Video: Romanow on creeping health care privatization

Missed Wednesday’s Canadian Health Coalition forum in Ottawa? Rabble has made available streaming video of the event featuring former Saskatchewan Premier Roy Romanow, Dr. Michael Rachlis, the Parkland Institute’s Diana Gibson, Allan Maslove from the Carleton University School of Public Policy and Administration, Ontario Health Coalition director Natalie Mehra and others. Two of the panels were moderated by the Globe and Mail’s Andre Picard. To watch the video, click here.

(You may want to forward the video slightly from the beginning — there is a minute or two of ambience as participants stand around and wonder who left their keys behind on the podium).
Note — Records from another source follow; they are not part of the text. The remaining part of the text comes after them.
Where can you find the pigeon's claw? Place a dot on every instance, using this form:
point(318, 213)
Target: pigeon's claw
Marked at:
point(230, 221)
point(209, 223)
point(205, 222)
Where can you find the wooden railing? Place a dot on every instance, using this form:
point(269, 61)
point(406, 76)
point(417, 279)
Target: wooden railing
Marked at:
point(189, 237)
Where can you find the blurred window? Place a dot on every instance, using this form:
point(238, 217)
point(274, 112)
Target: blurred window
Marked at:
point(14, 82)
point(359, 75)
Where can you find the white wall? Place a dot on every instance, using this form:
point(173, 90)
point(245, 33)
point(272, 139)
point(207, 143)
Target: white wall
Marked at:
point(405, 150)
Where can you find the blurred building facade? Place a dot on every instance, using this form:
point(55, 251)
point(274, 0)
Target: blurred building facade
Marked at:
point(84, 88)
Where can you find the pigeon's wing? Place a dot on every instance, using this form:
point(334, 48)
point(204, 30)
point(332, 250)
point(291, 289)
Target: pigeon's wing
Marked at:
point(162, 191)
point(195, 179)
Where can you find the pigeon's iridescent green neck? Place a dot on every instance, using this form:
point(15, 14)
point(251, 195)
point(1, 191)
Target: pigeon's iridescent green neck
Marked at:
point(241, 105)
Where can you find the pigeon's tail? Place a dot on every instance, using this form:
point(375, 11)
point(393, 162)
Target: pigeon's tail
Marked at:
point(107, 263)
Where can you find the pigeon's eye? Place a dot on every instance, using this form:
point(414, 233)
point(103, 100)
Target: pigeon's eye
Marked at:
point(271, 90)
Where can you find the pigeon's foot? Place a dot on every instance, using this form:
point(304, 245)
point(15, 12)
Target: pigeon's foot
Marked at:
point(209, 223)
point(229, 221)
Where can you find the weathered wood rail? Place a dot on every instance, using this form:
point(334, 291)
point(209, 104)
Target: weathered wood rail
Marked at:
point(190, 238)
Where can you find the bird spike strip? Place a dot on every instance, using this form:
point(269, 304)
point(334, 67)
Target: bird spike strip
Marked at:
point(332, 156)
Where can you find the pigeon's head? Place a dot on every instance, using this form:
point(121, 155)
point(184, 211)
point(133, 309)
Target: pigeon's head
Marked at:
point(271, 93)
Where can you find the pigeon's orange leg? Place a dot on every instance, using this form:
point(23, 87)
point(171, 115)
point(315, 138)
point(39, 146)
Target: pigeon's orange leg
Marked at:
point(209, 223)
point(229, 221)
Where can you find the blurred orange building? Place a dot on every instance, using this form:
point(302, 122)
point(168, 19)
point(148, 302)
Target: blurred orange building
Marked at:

Public or private, there is only one health care funder — us

On Wednesday former Saskatchewan Premier Roy Romanow expressed some regret over the cuts he made to health care while his province faced a tough economy. Speaking at a Canadian Health Coalition forum in Ottawa, Romanow admitted that pushing health care costs on to individuals was a false economy. The cuts have also created a lasting legacy for his political party, which has struggled to maintain seats in rural Saskatchewan after closure of many small town hospitals. This may be a direct lesson for Dalton McGuinty, whose government has itself toyed with the idea of reducing the scope of services at rural hospitals and delisted some OHIP coverage, particularly around physiotherapy, eye examinations, and chiropractic care.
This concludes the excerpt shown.